In detail, within the structure of a fmp4 segment, the timestamp of a video segment is stored in BaseMediaDecodeTime field of the TRAF box (inside MOOF box). The timescale is stored in the SIDX box. To extract and re-inject timestamps and timescales, I wrote an utility library, media_utils.
Finally, we need to update the HLS master playlist and generate the variant playlist for the annotated video rendition. First, the detection target rendition included in the original master playlist should be removed. During video packaging, Shaka packager includes detection target rendition in the master playlist because it cannot distinguish the detection target output rendition from main output renditions.

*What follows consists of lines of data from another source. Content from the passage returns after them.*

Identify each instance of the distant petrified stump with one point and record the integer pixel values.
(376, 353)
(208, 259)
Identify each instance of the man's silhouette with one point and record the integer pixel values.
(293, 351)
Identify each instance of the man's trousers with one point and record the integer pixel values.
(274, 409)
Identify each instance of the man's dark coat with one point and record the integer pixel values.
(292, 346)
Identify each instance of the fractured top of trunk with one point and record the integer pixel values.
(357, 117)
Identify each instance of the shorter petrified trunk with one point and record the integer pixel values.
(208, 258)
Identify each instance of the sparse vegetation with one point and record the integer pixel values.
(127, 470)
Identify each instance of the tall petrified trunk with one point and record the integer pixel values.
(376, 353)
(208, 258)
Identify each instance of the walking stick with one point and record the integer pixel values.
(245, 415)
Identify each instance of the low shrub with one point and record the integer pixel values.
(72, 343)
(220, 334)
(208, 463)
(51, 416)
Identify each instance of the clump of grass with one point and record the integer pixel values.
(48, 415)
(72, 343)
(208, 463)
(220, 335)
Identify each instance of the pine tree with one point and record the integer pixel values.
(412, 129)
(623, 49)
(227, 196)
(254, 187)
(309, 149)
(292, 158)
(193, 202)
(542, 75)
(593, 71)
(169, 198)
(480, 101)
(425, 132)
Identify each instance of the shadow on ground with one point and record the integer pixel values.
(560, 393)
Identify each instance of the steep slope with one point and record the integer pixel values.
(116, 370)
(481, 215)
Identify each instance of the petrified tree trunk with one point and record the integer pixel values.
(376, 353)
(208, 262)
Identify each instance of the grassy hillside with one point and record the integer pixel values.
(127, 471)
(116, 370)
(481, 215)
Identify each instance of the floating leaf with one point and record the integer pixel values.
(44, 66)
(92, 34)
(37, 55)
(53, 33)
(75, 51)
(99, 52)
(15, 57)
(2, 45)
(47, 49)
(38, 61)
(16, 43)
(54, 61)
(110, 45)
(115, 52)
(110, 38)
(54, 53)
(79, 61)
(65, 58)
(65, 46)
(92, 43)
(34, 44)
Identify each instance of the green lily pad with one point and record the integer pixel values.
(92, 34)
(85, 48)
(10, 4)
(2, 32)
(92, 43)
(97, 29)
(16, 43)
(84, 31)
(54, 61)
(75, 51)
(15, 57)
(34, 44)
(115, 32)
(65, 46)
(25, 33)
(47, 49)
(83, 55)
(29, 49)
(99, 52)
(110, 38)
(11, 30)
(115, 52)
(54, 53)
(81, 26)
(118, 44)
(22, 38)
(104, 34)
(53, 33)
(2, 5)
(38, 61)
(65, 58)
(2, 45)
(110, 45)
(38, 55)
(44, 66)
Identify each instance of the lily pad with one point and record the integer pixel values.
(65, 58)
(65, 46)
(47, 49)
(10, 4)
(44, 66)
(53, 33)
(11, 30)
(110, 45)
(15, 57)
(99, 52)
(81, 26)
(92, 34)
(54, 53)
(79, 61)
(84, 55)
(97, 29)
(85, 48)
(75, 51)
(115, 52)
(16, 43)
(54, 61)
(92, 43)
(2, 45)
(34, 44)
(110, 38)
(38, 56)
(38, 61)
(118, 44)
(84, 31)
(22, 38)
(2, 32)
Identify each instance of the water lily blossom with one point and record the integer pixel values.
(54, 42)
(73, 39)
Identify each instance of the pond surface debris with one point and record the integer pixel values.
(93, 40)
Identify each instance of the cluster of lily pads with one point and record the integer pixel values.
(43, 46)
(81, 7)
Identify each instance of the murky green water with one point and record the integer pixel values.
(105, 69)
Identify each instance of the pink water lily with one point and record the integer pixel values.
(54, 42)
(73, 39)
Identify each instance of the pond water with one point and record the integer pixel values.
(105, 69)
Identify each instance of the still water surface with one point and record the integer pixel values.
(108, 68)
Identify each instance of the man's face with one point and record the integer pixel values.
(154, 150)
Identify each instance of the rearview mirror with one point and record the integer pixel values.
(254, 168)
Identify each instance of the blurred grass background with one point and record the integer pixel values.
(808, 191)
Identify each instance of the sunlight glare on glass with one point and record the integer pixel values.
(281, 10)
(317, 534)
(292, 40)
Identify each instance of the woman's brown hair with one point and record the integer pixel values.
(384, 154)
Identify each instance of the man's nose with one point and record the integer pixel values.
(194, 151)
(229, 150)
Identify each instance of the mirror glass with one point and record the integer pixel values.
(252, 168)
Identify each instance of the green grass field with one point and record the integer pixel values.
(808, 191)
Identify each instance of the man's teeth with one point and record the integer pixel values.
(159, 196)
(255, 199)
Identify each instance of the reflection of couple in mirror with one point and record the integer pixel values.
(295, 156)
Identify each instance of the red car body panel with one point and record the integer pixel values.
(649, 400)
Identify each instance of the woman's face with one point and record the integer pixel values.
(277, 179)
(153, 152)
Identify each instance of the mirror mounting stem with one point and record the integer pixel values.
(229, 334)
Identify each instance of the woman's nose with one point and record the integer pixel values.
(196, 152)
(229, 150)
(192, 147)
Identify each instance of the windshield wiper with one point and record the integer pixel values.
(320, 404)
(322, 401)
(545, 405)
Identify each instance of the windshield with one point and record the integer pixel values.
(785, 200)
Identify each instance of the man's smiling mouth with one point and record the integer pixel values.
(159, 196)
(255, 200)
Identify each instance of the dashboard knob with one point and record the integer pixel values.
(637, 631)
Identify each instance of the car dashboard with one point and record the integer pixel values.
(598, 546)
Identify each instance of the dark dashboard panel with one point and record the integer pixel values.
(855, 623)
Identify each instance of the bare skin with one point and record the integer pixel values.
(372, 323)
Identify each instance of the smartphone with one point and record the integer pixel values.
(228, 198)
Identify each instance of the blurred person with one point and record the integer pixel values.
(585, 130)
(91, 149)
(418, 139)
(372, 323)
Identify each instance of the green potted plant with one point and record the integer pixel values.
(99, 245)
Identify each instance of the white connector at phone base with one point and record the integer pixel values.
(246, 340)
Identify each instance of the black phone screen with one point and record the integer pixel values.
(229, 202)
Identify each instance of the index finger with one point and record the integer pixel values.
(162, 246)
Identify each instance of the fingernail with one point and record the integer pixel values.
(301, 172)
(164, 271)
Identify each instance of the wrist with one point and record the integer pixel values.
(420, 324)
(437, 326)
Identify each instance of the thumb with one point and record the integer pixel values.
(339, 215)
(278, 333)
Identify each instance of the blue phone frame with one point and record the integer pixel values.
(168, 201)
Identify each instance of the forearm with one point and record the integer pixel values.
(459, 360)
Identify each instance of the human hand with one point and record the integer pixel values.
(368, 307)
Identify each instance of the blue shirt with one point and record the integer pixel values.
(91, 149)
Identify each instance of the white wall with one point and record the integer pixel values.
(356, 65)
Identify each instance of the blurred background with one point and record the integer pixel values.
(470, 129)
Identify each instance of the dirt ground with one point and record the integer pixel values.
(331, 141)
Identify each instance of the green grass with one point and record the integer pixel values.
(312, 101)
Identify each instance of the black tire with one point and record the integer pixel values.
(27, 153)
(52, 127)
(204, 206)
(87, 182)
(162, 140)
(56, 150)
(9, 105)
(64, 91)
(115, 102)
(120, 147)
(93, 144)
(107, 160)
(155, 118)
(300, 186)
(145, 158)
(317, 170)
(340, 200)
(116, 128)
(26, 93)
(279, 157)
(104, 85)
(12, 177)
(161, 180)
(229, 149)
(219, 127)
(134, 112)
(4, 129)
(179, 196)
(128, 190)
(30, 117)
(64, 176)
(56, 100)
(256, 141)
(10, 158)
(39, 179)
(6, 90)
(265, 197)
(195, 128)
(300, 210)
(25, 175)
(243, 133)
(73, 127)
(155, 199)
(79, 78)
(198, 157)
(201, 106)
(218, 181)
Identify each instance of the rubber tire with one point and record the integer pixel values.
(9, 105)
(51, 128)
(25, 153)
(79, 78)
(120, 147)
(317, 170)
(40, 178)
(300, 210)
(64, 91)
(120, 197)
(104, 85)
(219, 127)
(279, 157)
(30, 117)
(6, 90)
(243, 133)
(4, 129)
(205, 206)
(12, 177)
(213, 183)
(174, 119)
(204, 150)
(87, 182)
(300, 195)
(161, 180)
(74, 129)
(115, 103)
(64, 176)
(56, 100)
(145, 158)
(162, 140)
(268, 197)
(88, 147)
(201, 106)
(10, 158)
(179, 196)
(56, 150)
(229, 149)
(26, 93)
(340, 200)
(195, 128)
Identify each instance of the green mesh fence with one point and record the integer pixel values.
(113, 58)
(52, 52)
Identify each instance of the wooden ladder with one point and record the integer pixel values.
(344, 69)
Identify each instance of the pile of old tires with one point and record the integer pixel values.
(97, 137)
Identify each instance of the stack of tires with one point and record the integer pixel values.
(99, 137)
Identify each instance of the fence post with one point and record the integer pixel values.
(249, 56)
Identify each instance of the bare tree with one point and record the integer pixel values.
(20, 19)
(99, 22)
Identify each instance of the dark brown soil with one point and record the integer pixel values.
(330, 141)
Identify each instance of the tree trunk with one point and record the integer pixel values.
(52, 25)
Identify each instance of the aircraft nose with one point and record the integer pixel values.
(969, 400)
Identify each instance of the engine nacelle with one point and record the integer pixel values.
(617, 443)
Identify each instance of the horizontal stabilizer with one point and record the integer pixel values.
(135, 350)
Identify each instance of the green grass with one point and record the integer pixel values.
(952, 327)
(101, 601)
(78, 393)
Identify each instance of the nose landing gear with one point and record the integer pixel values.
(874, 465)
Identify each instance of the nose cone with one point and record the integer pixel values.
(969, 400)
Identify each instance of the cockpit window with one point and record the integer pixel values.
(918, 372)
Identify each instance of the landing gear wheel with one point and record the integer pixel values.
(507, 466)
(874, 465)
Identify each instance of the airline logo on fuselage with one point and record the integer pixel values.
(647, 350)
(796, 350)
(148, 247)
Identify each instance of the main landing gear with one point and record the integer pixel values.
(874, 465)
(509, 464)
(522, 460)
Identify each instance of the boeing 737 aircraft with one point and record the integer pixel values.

However, we cannot leave detection target output rendition in the master playlist because that rendition with annotated video should not considered as a candidate for HLS Adaptive BitRate (ABR) switching. So it's detector thread's job to remove detection target rendition from the master playlist. Second, as mentioned, the original detection target variant playlist cannot be uploaded to cloud storage and be live-streamed directly, because of the video segments in the playlist have not gone through object detection and been annotated yet. Instead, the detector thread needs to create a new annotated playlist and adds an annotated video segment to the playlist only after it finishes all the detection processing. The annotated playlist is updated for every video segment.
The variant playlist url of the annotated video output is always formatted as follows,
http://[base_url]/video_[detection_target_output_bitrate]/playlist_detected.m3u8
For example, https://bzhang-test-bucket-public.s3.us-east-1.amazonaws.com/output_efa8d130-a969-4139-b899-afa16115c473/video_150k/playlist_detected.m3u8.